The digital asset market was recently hit by the Terra (LUNA) crash and the Celsius withdrawal freeze. It was further shaken by the global economic downturn and austerity measures. With 5.58 million cryptocurrency investors and 1,256 listed cryptocurrencies, and average daily cryptocurrency transactions amounting to KRW 11 trillion, Korea’s KRW 55 trillion digital asset market was hardly unaffected by this crisis. Consequently, the need to enact laws on digital assets has become ever more crucial.

Regulatory Framework – Now

Effective since March 25, 2021, the amended Act on the Reporting and Use of Specific Financial Transaction Information imposed reporting and anti-money laundering obligations on digital asset businesses. However, its regulatory effects are confined to the prevention of money laundering and terrorist financing. Effective from January 1, 2023, income derived from the transfer or lease of digital assets will be classified as ‘other sources of income’ and will be taxable at the rate of 20% after applying a basic deduction of KRW 2.5 million to the income pursuant to the Income Tax Act.

Regulatory Framework – Future

On June 16, 2022, the Yoon administration released a roadmap of their economic policy and announced their plan to enact the Framework Act on Digital Assets, the very first comprehensive law on digital assets, to take effect from 2024. With the objective of enhancing consumer protection and trade stability, the current administration will establish a committee to prepare guidelines on digital assets and devise a dual regulatory scheme to regulate digital assets as both securities and non-securities depending on the economic substance of the digital assets. These guidelines are intended to provide guidance on the listing mechanics including eligibility, monitoring of unfair trade, and investor protection. Under the dual scheme, securities-type coins will be regulated under the Financial Investment Services and Capital Markets Act, while non-securities-type coins will be regulated under the Framework Act on Digital Assets.

Currently, seven bills relating to the digital asset business await enactment, and six bills have been proposed in the National Assembly to amend the Electronic Financial Transactions Act and the Act on Reporting and Use of Specific Financial Transaction Information. At the request of the Financial Services Commission (“FSC”), studies were recently conducted by capital markets specialists to analyze the efficacy of these bills and legislation in creating a legal framework for the digital asset industry.

Discussions on Regulatory Framework

Discussions among politicians, financial authorities, and digital asset exchanges on the regulation of digital assets are in full swing. On June 13, 2022, a second party conference was held in the National Assembly to “restore fairness in the digital asset market and protect investors”. With the aims of preventing the recurrence of the Terra incident, five domestic digital asset exchanges signed an MOU to launch a joint consultative body and announced that they will collaborate to create and implement self-improvement measures. The FSC, the Financial Intelligence Unit, and the Financial Supervisory Service (“FSS”) also attended the conference.

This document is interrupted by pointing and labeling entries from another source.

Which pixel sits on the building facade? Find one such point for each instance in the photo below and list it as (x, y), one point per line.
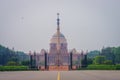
(58, 57)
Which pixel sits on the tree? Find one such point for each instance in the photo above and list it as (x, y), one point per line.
(108, 62)
(99, 60)
(12, 63)
(25, 63)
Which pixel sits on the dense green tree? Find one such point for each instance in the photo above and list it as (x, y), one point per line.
(12, 63)
(99, 60)
(108, 62)
(25, 63)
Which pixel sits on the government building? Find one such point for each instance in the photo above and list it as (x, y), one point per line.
(58, 57)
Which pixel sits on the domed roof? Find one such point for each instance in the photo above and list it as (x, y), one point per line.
(55, 35)
(55, 38)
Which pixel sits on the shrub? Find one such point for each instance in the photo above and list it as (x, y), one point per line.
(13, 68)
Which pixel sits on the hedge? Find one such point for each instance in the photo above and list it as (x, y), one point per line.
(13, 68)
(103, 67)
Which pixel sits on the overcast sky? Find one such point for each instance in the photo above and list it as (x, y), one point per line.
(87, 24)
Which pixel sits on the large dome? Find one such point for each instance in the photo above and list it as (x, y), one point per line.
(55, 38)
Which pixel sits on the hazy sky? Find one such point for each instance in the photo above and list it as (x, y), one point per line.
(87, 24)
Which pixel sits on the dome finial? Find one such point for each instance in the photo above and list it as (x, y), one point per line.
(58, 20)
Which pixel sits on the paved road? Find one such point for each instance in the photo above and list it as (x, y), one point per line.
(61, 75)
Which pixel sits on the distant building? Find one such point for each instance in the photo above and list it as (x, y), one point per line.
(58, 57)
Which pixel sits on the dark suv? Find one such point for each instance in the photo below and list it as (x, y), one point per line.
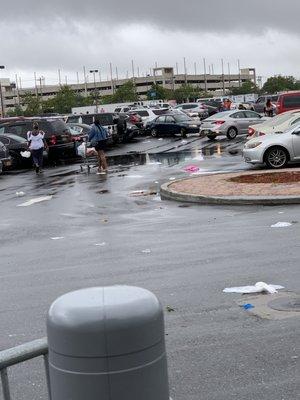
(5, 160)
(57, 134)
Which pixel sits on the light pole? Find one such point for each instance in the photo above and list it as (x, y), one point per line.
(94, 72)
(1, 95)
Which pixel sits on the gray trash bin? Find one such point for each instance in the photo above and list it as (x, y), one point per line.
(107, 343)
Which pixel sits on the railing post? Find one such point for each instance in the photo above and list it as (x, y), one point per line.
(5, 384)
(107, 342)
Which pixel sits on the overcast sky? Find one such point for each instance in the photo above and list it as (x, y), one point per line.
(44, 36)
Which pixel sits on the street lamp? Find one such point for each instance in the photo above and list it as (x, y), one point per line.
(94, 72)
(1, 95)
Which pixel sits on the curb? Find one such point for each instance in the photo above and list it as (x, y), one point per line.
(168, 194)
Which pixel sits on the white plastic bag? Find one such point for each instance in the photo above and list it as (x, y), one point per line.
(81, 150)
(259, 287)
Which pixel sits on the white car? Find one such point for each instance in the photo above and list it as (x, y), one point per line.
(274, 150)
(277, 124)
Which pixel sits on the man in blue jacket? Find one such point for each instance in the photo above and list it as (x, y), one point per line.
(98, 138)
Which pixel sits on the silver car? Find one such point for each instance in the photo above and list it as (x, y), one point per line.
(230, 123)
(275, 150)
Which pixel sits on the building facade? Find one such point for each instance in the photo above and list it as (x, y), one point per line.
(214, 84)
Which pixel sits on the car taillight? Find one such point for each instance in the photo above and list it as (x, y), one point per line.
(53, 140)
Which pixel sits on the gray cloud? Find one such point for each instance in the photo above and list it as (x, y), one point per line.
(253, 16)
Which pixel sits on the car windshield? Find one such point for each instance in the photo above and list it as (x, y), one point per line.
(181, 117)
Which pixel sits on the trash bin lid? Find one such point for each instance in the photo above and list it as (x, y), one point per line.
(105, 321)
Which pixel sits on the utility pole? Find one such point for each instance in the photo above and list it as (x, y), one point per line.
(1, 96)
(205, 80)
(85, 84)
(223, 81)
(94, 71)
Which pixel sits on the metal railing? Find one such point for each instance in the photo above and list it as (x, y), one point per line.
(19, 354)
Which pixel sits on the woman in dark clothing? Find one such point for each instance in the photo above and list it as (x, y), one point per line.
(98, 137)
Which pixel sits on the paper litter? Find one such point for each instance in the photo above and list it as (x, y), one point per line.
(281, 225)
(35, 200)
(191, 168)
(259, 287)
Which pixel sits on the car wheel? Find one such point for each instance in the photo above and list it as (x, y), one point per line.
(183, 132)
(276, 157)
(153, 132)
(211, 137)
(231, 133)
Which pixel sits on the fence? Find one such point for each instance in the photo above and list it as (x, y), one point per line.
(19, 354)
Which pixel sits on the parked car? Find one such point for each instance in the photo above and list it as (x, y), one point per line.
(277, 124)
(260, 102)
(57, 134)
(16, 145)
(274, 150)
(5, 159)
(78, 131)
(193, 110)
(288, 101)
(127, 130)
(172, 124)
(107, 120)
(229, 123)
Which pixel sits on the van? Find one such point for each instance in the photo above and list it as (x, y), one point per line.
(288, 101)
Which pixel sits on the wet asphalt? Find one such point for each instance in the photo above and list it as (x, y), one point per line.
(114, 229)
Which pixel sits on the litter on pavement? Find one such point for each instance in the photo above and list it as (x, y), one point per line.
(281, 225)
(35, 200)
(191, 168)
(247, 306)
(25, 154)
(259, 287)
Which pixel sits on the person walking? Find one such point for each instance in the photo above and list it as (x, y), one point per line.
(37, 144)
(98, 137)
(269, 109)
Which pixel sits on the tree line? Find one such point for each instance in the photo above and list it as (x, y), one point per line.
(67, 98)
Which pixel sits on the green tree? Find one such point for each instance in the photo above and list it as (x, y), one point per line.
(280, 83)
(246, 88)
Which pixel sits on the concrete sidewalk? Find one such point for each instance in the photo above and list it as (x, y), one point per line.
(250, 187)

The key points of the joint self-improvement measures are:

(1) To strengthen the protection of investors from beginning to end – i.e., from listing to delisting of digital assets on the exchanges – by unifying the evaluation forms and screening guidelines; assessing the feasibility of digital asset projects rather than evaluating the technical efficiency of digital assets; and conducting regular assessments on digital assets;
(2) To establish a contingency plan and create a hotline for round-the-clock support;
(3) To introduce an alert system to strengthen the monitoring of digital asset trading; and
(4) To provide a whitepaper and evaluation results to investors and require training on digital asset investment.

A representative from the FSC stated that “the government will examine the efforts of digital asset exchanges and strive for innovation by incorporating the necessary regulatory elements in the Framework Act on Digital Assets.” An FSS representative also stated that the FSS is conducting on-site inspections of financial institutions to prevent the spread of risks of another Terra incident to the rest of the financial system; he noted that given the complexity of the digital asset market and the difficulty of predicting outcomes, a self-regulated market built through active participation of private experts is crucial.

Conclusion

The joint self-improvement plan will likely be implemented before the Framework Act on Digital Assets comes into force. The success of the plan will be largely dependent on the intersectional workings of the human and capital resources of the exchanges; the roles played and the support provided by the financial authorities; and the interests of the investors.

The Terra incident was a rude awakening to domestic digital asset market participants. Hence, the need for legislation on digital assets has become ever more urgent, although it will also be essential to benchmark the regulatory directions of other leading countries and take them into legislative consideration.